Graduate Students
The Department has a graduate enrollment of about 90 students at all stages of their graduate careers. A self-governing History Graduate Student Association serves as a liaison between students and faculty. Two graduate students serve on the Department's Graduate Studies Committee, which administers the graduate program.
2006-2007 Graduate Student Representatives:
2007 Honors and Awards
Christine Sears will be starting a tenure track job at the University of Alabama-Huntsville, and Christian Koot will be taking up a tenure track job at Towson University. Alan Meyer recently started a full-time job as a civilian historian with the United States Air Force near the Pentagon. And Ryan Thompson has accepted a tenure track position at Cleveland State University in Chattanooga,Tenn.
A number of students have been awarded prestigious grants from both the University and national competitions to continue working on their dissertations during the coming year. Jennifer Armiger has been granted not only a UD Dissertation Award for the 2007-2008 academic year, but also the American Fellowship from the American Association of University Women and the University of Delaware's newly minted Women's Studies Dissertation Fellowship. Ben Schwantes has also been awarded a UD Dissertation Award, and Hillary Murtha has been awarded a UD Competitive Award, both for the 2007-2008 academic year.
Lyndsay Rago scooped up the second UD Competitive Award this year, and then went on to receive the Coordinating Conference of Women in the Historical Profession (CCWH)/Berkshire Graduate Student Award for dissertation research. Two of our continuing graduate students will be gracing the McNeil Center in Philadelphia as they continue writing their dissertations: Ken Cohen has been awarded a year-long Cosortium Fellowship and Zara Anishanslin-Bernhardt a year-long Consortium/Barra Fellowship. And Dan Claro was awarded a year-long McNeil Dissertation Fellowship to work at Winterthur in the coming year. Lily Santoro has scooped up not only a prestigious grant from the Filson Historical Society in Louisville, KY, but also a Peterson Fellowship to work at the American Antiquarian Society in Worcester, MA, and from our own History Department, our annual William Williams Award for outstanding work in early American history.
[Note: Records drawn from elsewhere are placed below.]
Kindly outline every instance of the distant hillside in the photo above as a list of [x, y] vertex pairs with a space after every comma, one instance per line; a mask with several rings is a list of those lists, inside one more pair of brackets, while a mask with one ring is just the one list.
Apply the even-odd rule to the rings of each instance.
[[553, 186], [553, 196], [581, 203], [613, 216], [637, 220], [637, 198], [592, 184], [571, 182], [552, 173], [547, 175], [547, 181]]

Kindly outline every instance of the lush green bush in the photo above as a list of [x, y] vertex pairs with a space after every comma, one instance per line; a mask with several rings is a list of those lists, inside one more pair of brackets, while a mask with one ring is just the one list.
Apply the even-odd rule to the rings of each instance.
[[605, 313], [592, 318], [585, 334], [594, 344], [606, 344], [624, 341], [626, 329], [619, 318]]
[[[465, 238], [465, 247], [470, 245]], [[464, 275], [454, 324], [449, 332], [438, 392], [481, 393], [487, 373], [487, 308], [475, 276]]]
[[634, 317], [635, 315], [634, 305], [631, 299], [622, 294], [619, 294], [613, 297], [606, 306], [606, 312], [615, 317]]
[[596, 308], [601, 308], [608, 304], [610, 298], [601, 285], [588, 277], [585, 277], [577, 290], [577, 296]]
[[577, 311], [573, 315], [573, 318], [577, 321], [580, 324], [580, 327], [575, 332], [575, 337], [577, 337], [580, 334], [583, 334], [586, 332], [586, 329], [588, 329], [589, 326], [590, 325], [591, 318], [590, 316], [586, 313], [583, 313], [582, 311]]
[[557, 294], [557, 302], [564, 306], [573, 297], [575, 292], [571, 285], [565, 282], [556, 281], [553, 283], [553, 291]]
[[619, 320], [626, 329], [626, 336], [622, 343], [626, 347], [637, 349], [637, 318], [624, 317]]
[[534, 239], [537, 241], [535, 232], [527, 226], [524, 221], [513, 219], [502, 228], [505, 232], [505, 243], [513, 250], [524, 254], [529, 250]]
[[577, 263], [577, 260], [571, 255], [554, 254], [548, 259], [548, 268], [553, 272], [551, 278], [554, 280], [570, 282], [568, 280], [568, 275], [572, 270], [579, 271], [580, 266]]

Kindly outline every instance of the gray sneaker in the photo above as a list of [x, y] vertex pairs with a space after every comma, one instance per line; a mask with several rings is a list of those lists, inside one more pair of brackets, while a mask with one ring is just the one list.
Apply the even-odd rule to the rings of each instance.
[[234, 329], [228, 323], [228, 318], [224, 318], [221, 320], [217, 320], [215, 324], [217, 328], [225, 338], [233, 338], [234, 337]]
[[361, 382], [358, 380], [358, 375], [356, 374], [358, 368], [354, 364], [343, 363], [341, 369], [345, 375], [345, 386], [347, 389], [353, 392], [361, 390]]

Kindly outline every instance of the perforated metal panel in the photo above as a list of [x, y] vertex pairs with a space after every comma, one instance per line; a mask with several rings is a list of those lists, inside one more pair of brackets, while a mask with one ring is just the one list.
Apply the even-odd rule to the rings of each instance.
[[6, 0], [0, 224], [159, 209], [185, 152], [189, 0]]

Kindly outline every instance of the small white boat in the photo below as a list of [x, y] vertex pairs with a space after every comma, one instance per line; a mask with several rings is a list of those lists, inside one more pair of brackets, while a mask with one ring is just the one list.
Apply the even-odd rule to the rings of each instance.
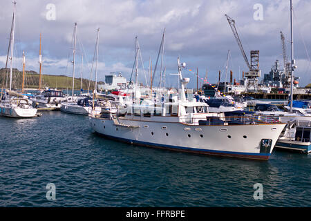
[[62, 102], [66, 100], [64, 92], [49, 88], [46, 88], [30, 99], [34, 107], [46, 110], [59, 110]]
[[276, 147], [301, 153], [311, 152], [311, 121], [293, 120], [276, 142]]
[[100, 114], [102, 108], [92, 98], [86, 97], [79, 99], [77, 102], [63, 102], [60, 110], [68, 113], [87, 115], [92, 113]]
[[6, 92], [0, 102], [0, 115], [16, 118], [35, 117], [37, 110], [32, 108], [25, 97], [16, 92]]

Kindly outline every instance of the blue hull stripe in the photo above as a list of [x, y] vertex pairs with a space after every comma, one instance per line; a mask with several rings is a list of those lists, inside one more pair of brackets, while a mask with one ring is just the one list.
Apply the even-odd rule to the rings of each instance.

Elise Ciregna has been given a New England Regional Fellowship Consortium Grant recently; Karen Ryder received a Mellon ellowship for research at the Virginia Historical Society; Katie Turner will enjoy a short-term Winterthur research grant; Michelle Mormul has been awarded a short-term Program in Early Economy fellowship to work in Philadelphia; and Patricia Keller has landed a 2007 Research Project Grant from the Center for Craft, Creativity & Design in North Carolina. At the Maryland Historical Magazine, Patricia Anderson has been appointed editor.
In our own department, in addition to the William Williams award, Heather Boyd and Mike Sparrow have been recognized for their outstanding work as Teaching Assistants with the Stanley J. and Marion Goldfus Memorial Award; and Christine Sears has been awarded the first John Munroe prize for superior teaching in her own courses in the History Department. At UD's recent Gels Student Research on Women Conference, Jennifer Vess, won the second place prize (graduate division) for her paper, "'Home Influences' and 'Home Joys': American Women in World War I and the Recreation of America Overseas."
And to continue this stellar list, Stephanie Holyfield's dissertation prospectus was accepted to the Newcomen dissertation colloquium at this year's Business History Conference, and Bonnie Maxwell won the Raymond Callahan Prize for the years 2003 to 2006, for most outstanding member of the MALS program, with special mention of her superior thesis.
As always, our grads have also been busy presenting their work at numerous conferences and seminars around the country and beyond, shining light on their achievements and making us all very proud. Cudos to all!
2006 Honors and Awards
John Davies and Katherine Turner have been awarded two of the University's Dissertation Fellow Awards, and Jennifer Moses won a University Graduate Fellows Award, all for the coming academic year.
Among the awards that our own department confers on graduate students, Andy Bozanic has been recognized for his outstanding work as a Teaching Assistant with the Stanley J. and Marion Goldfus Memorial Award. This year's prize for the Alumni Award for Best Printed Article or Seminar Paper, a submission judged by a committee of former chairs of the History Department, has been conferred on Janneken Smucker. And the departmental William H. Williams Scholarship in Early American History, which is divided equally between graduate and undergraduate students doing outstanding scholarship in early American history, goes to Ted Sickler.
Jennifer Armiger recently received the New Jersey Historical Commission's Smith Dissertation Fellowship for 2006, as well as one of the prestigious Rovensky Fellowships for Dissertations in American Business and Economic History, which is sponsored in part by the Business History Conference.
Michelle Mormul has received a Travel and Data Grant from the Economic History Association to conduct research on her dissertation.
At the recent Geis Student Research on Women Conference, Seabrook Jones won second place among a number of Graduate papers presented across numerous disciplines for her paper on Chester County women's economic lives in the early 1800s.